El Ministerio del Tiempo de Rajoy y la nueva Sociedad Civil del BBVA

El Gobierno recurre a banqueros, empresarios, académicos, comunicólogos y lobistas para que desplieguen la alfombra roja de los pactos políticos que permitan a Rajoy seguir en La Moncloa

Ocupado hasta la saciedad en administrar las miserias de la España en recesión y convencido de la incapacidad de alumbrar un compromiso de sacrificio colectivo que pueda sobreponerse a la decepción incluso de su propio electorado, el presidente Mariano Rajoy y con él todo su Gobierno de funcionarios de élite se han olvidado de cualquier acción política que pudiera ir algo más allá de la pura, y sobre todo dura, gestión económica. El Partido Popular ha exacerbado hasta el paroxismo la agenda de austeridad impuesta por Angela Merkel y los burócratas de Bruselas sin reparar en ninguno de los vínculos doctrinales que refuerzan la fidelidad incondicional de los ciudadanos con un determinado ideario de principios inmutables. La desafección cultivada a lo largo de la legislatura adquiere su más cruel carta de naturaleza cuando la rendición de cuentas económicas se ha quedado huérfana de apego político y muchos de los antiguamente convencidos se han pasado a las filas de los que nunca volverán a dejarse convencer.

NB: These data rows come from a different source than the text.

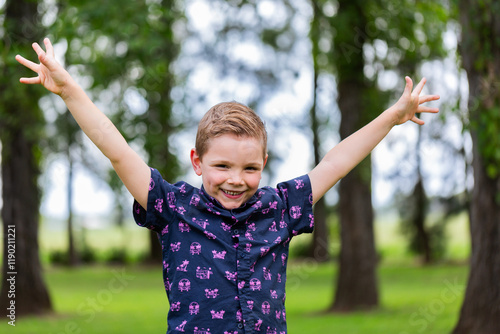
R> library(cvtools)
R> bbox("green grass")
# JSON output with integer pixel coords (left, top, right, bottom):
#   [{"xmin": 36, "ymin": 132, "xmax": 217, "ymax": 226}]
[
  {"xmin": 0, "ymin": 261, "xmax": 467, "ymax": 334},
  {"xmin": 0, "ymin": 213, "xmax": 469, "ymax": 334}
]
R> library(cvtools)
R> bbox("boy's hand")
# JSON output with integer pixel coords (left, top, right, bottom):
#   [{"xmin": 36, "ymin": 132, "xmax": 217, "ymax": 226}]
[
  {"xmin": 391, "ymin": 77, "xmax": 439, "ymax": 125},
  {"xmin": 16, "ymin": 38, "xmax": 71, "ymax": 96}
]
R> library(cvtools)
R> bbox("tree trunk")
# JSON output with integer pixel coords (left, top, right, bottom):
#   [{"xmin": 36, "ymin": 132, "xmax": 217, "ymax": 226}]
[
  {"xmin": 0, "ymin": 0, "xmax": 52, "ymax": 323},
  {"xmin": 332, "ymin": 83, "xmax": 378, "ymax": 312},
  {"xmin": 411, "ymin": 177, "xmax": 433, "ymax": 264},
  {"xmin": 453, "ymin": 0, "xmax": 500, "ymax": 334},
  {"xmin": 308, "ymin": 1, "xmax": 330, "ymax": 262},
  {"xmin": 331, "ymin": 0, "xmax": 378, "ymax": 312},
  {"xmin": 453, "ymin": 0, "xmax": 500, "ymax": 334}
]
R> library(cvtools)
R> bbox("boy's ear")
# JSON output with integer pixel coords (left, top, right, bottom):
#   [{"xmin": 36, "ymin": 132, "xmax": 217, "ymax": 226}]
[{"xmin": 191, "ymin": 148, "xmax": 201, "ymax": 176}]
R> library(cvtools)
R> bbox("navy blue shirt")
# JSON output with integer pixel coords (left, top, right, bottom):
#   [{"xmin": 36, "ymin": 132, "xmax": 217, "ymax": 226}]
[{"xmin": 134, "ymin": 169, "xmax": 314, "ymax": 334}]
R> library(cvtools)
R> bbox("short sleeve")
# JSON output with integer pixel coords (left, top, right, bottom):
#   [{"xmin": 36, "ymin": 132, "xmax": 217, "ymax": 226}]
[
  {"xmin": 277, "ymin": 174, "xmax": 314, "ymax": 236},
  {"xmin": 133, "ymin": 168, "xmax": 181, "ymax": 233}
]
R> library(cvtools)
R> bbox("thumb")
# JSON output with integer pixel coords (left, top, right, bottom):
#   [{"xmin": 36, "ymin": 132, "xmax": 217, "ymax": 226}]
[{"xmin": 403, "ymin": 76, "xmax": 413, "ymax": 95}]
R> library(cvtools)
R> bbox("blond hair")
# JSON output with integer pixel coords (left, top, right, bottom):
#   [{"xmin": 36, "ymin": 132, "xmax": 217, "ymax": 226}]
[{"xmin": 195, "ymin": 101, "xmax": 267, "ymax": 158}]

En un país empobrecido y cuajado de incertidumbres que nublan cualquier expectativa inmediata no sirve con testar un inventario aquilatado de éxitos que sólo pueden medirse a la luz de las ordenanzas comunitarias. El Programa de Estabilidad recientemente presentado al alimón por Luis de Guindos y Cristóbal Montoro es un canto a la alegría que probablemente está basado en hechos reales, pero carece de toda fiabilidad ente la legión de incrédulos que se muestran resentidos por esa especie de administración concursal que se ha encargado de dirigir estos años el país con el único objetivo de evitar la amenaza de una suspensión de pagos. El Gobierno se ha constituido al modo y manera de una entidad empresarial en la que todos los esfuerzos de la cúpula ejecutiva se orientan en apoyo del departamento financiero sin ninguna otra responsabilidad social y corporativa que no sea la que impone a sangre y fuego el denominado ‘controller’ interno.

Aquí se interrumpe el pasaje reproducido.